For 52-year-old serial entrepreneur Craig Cooper, middle age looks pretty good. It looks like adventure races across the Grand Canyon, surfing in the Maldives, climbing the Grand Tetons, finishing the NYC marathon and training with UFC world champions. It looks nothing like the future of prostate cancer and diabetes doctors warned him of more than a decade ago.

Of course, Cooper’s journey to wellness was a long one, and it’s something the men’s health advocate chronicles in his new book, “Your New Prime: 30 Days to Better Sex, Eternal Strength, and a Kick-Ass Life After 40.” Here’s Cooper’s take on aging gracefully, his own health battles, and why men of a certain age should get their shit together.

Why write a book about men’s health after 40? What changes at that age?
As a class, men my age are not being taken care of. The mass media looks at health as a catch-all for everyone, whether you’re a toddler or a 70-year-old. All the messages are the same. There’s no real targeting around specifics, and guys of my generation have different needs. Guys that are 40 and older are very vulnerable to the drug companies and messages from Internet marketers, because we’re losing our masculinity and it’s being attacked by the environment, toxins, and by lack of exercise.
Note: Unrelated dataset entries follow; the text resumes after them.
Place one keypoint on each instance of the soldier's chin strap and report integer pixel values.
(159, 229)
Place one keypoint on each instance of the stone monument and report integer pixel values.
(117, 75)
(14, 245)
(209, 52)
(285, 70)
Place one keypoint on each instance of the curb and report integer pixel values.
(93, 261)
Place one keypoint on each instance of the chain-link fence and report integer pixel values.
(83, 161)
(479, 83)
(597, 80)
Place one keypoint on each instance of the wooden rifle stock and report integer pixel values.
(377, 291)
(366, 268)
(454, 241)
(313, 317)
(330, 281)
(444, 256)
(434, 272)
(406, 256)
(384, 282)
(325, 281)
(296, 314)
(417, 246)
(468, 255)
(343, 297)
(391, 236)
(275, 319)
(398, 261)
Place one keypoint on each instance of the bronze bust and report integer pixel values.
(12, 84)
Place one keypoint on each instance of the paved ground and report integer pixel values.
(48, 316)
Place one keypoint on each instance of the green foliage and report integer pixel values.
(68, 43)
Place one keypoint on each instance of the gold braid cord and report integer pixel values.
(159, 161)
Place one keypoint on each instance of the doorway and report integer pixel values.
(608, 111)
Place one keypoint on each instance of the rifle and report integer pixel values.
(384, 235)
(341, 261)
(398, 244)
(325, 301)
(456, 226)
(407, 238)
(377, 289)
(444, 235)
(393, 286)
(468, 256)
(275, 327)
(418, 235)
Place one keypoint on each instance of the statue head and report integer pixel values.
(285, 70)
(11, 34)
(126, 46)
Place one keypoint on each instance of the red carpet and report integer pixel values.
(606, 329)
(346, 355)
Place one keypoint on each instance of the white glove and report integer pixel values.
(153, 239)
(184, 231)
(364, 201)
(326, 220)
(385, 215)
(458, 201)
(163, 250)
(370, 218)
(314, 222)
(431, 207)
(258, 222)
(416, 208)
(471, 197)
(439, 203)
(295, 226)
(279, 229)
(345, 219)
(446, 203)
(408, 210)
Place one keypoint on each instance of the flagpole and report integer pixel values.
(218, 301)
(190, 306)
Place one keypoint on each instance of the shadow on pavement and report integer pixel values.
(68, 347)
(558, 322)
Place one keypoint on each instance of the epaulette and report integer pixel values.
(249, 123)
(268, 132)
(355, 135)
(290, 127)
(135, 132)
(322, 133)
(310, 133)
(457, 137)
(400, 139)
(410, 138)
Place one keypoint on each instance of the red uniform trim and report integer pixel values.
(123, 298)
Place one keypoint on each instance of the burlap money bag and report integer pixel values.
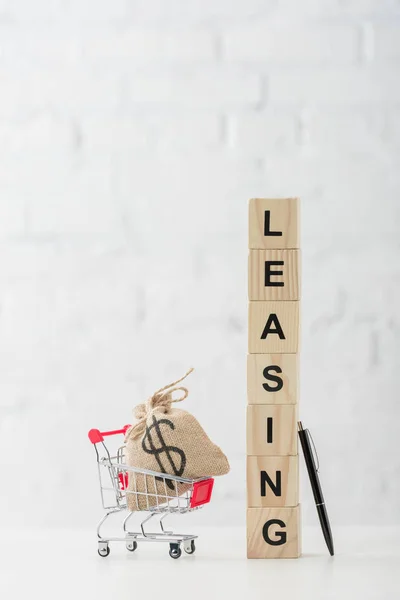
(167, 440)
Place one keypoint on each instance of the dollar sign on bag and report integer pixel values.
(158, 448)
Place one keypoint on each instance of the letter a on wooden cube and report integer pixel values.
(272, 378)
(273, 223)
(273, 532)
(272, 481)
(271, 430)
(273, 327)
(274, 274)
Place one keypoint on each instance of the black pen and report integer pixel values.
(312, 469)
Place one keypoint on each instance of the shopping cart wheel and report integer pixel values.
(174, 551)
(131, 546)
(189, 547)
(103, 549)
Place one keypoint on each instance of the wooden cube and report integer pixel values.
(272, 481)
(273, 532)
(271, 430)
(273, 327)
(272, 378)
(274, 223)
(274, 275)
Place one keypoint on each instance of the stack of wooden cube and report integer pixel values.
(273, 513)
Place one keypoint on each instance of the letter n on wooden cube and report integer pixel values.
(273, 532)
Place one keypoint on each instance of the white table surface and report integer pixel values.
(64, 564)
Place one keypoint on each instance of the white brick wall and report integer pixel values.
(131, 136)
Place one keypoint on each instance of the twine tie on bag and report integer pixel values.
(161, 400)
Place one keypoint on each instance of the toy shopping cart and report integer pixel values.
(158, 493)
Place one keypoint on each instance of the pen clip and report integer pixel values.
(315, 453)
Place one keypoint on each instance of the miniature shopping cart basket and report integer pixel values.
(115, 477)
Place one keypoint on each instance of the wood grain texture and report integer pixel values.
(283, 471)
(283, 217)
(287, 315)
(271, 438)
(283, 389)
(262, 530)
(263, 277)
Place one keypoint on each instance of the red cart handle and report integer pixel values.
(96, 436)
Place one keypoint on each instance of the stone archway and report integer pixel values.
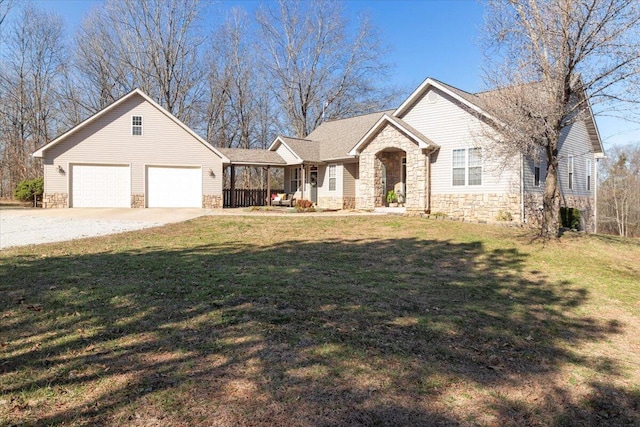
(389, 175)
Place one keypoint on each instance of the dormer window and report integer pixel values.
(136, 125)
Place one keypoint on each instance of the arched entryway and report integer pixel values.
(390, 175)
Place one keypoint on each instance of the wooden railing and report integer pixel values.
(246, 198)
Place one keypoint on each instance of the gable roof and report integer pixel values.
(304, 150)
(479, 102)
(337, 137)
(122, 100)
(415, 135)
(251, 156)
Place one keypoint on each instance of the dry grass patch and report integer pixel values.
(321, 321)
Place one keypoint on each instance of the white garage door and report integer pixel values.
(174, 187)
(100, 186)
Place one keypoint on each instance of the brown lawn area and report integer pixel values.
(321, 321)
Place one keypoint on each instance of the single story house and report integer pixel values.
(427, 151)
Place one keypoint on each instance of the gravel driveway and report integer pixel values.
(21, 227)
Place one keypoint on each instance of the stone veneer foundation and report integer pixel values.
(137, 201)
(210, 201)
(55, 200)
(485, 207)
(533, 209)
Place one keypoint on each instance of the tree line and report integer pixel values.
(237, 81)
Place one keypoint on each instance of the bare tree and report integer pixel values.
(317, 67)
(551, 60)
(29, 91)
(619, 200)
(150, 44)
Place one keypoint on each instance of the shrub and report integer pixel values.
(25, 190)
(570, 218)
(504, 216)
(304, 204)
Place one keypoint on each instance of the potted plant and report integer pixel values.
(392, 199)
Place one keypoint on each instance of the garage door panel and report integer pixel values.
(100, 186)
(174, 187)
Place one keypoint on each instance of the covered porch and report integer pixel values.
(297, 181)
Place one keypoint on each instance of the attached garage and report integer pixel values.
(100, 186)
(132, 154)
(174, 187)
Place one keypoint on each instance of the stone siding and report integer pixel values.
(137, 201)
(210, 201)
(484, 207)
(55, 200)
(390, 145)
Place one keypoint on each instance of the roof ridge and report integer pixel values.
(293, 137)
(360, 115)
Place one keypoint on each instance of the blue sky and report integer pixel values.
(427, 38)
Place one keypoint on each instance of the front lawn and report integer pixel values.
(311, 321)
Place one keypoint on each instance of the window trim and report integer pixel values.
(570, 170)
(454, 167)
(537, 167)
(332, 170)
(467, 167)
(135, 126)
(295, 178)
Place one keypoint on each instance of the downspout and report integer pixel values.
(595, 196)
(427, 193)
(523, 217)
(304, 182)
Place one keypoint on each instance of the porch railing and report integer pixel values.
(247, 197)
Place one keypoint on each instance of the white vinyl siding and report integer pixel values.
(108, 140)
(332, 177)
(574, 142)
(467, 167)
(446, 123)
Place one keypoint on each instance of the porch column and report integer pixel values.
(268, 185)
(232, 197)
(304, 182)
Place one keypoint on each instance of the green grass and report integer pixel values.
(321, 321)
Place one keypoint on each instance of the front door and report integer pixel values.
(313, 182)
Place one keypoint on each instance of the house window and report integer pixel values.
(475, 166)
(536, 168)
(570, 167)
(332, 177)
(295, 179)
(136, 125)
(459, 165)
(467, 169)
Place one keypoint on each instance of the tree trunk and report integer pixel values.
(551, 198)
And all these manifest themselves in loss of libido, lack of sex drive, sexual health problems—all the things that define us as men. We’re an easy target.

So I wanted to be the guy who stood up and said ‘Look, we’re alive we’re thriving. This is what we need to do if we want to stay at peak performance as we age.’
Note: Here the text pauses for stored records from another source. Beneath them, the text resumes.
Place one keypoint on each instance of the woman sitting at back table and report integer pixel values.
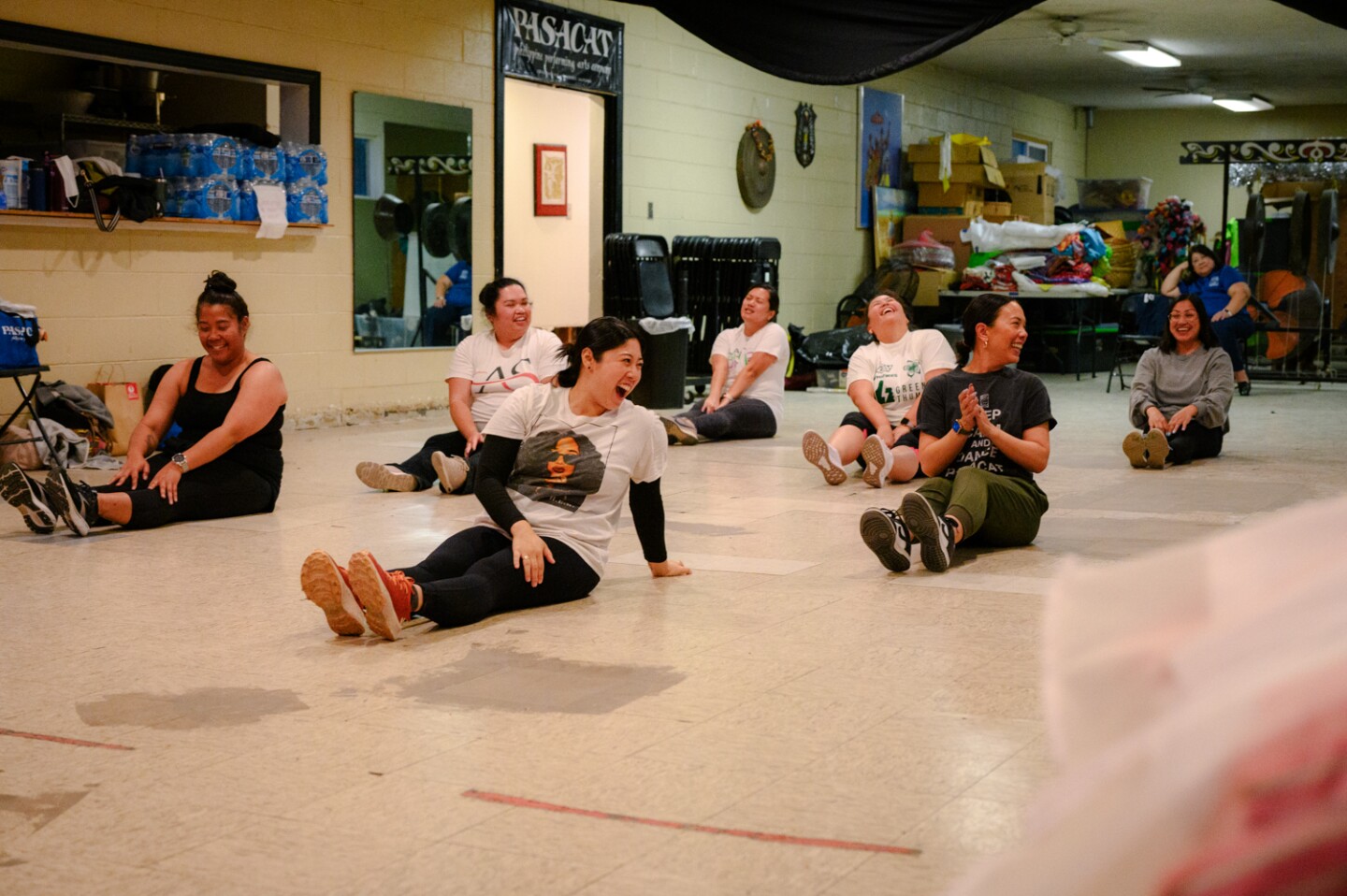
(747, 379)
(485, 369)
(556, 468)
(884, 380)
(226, 459)
(1180, 392)
(983, 436)
(1224, 294)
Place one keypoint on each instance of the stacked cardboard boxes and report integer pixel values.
(973, 175)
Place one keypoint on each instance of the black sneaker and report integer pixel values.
(65, 498)
(885, 534)
(935, 532)
(24, 493)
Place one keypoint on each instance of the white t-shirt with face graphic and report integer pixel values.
(572, 471)
(897, 370)
(496, 372)
(740, 349)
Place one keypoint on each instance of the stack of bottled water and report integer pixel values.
(213, 177)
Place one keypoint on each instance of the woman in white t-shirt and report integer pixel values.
(884, 380)
(747, 379)
(485, 369)
(557, 464)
You write a little about the corporate tech ladder and your observation that people in that world were “disconnected from their bodies and nature.” What do you mean by that?
We’re all just working harder. We’re all more stressed. We’re eating worse. All the aspects around our health are deteriorating as a result of the lifestyles that we lead, and that’s principally driven by how we’re working. We’re sitting more, we’re not standing enough, we’re not mobile enough and it’s leading to more and more chronic disease.

I’ve had various iterations of my life, both professionally and as an entrepreneur, where people are just dropping around me like flies because they’re psychotically committed to making money as opposed to looking out for themselves and looking out for the people who are around them. People just lose sight of the fact that unless you’re at peak health, your family and everyone around you is going to suffer. You have to be healthy to look after everyone around you.

You compare yourself to Ethan Hawke’s genetics-obsessed character from the sci-fi film Gattaca. Why?
There’s a whole field called epigenetics—a new theory of medicine that basically says that genes are not your destiny. They certainly impact whether you have a predisposition to disease or not, but more and more has been shown that environmental factors can influence you as well. So if you have a predisposition to prostate cancer or type II diabetes—like I have—then you can implement a number of lifestyle changes, which can have a significant impact as to whether you’re actually going to be disposed. Like Ethan Hawke’s character in Gattaca, I feel like I’m genetically disadvantaged but also environmentally gifted in terms of the types of things that I do in my life in order to maximize my own wellness.

You also talk about how some doctors are woefully ill equipped to address nutrition, and too often focus on disease treatment instead of prevention. What has your experience been with doctors, and what advice do you have for younger men?
More and more doctors are obese. There’s an extremely high suicide rate and high rate of drug use in the medical profession. To become a doctor through Harvard Medical School, you don’t have to do a single unit of nutrition. You can come out of Harvard as an MD without having a single bit of education about nutrition, which just flies in the face of everything they’re supposed to be training for. So it’s astounding to me.

I make reference to Paul Chek, who’s a lifestyle and wellness coach out of San Diego, who half-jokes that when you go see your doctor you should ask them to take their shirt off and actually see how fit he really is. Look at your wellness team very closely, and from an aspirational point of view, ask: Is that someone who reflects a healthy lifestyle that you’re looking to implement?

Is a mid-life crisis for men inevitable? If so, how does a man handle it with grace?
Traditionally, the mid-life crisis occurs between your 40s and your 50s, because everyone—no matter how rich, successful, or otherwise—does a tally-up of their life around that point. Is my relationship as passionate as I thought it would be? Are my kids doing as well as I thought they would? Do I have enough money? Is it was I expected? Are all the dreams and aspirations I had when I was younger fulfilled?

I’m saying to men: Don’t treat that time of your life as one of crisis to sort of degenerate into complacency and depression and a less healthy lifestyle. Use it as a time of opportunity to reassess where you’re going for the next 30, or 40 years of your life. Get your shit together. Get your nutrition in place. Get your exercise in place. Reestablish the intimacy in your relationships and don’t be the guy who just throws away 35 years of marriage and gets a Ferrari and a younger girlfriend. And if you’re in a long-term relationship and it doesn’t have the passion that is once had, then here are the tools to regenerate that.

This interview has been condensed and edited.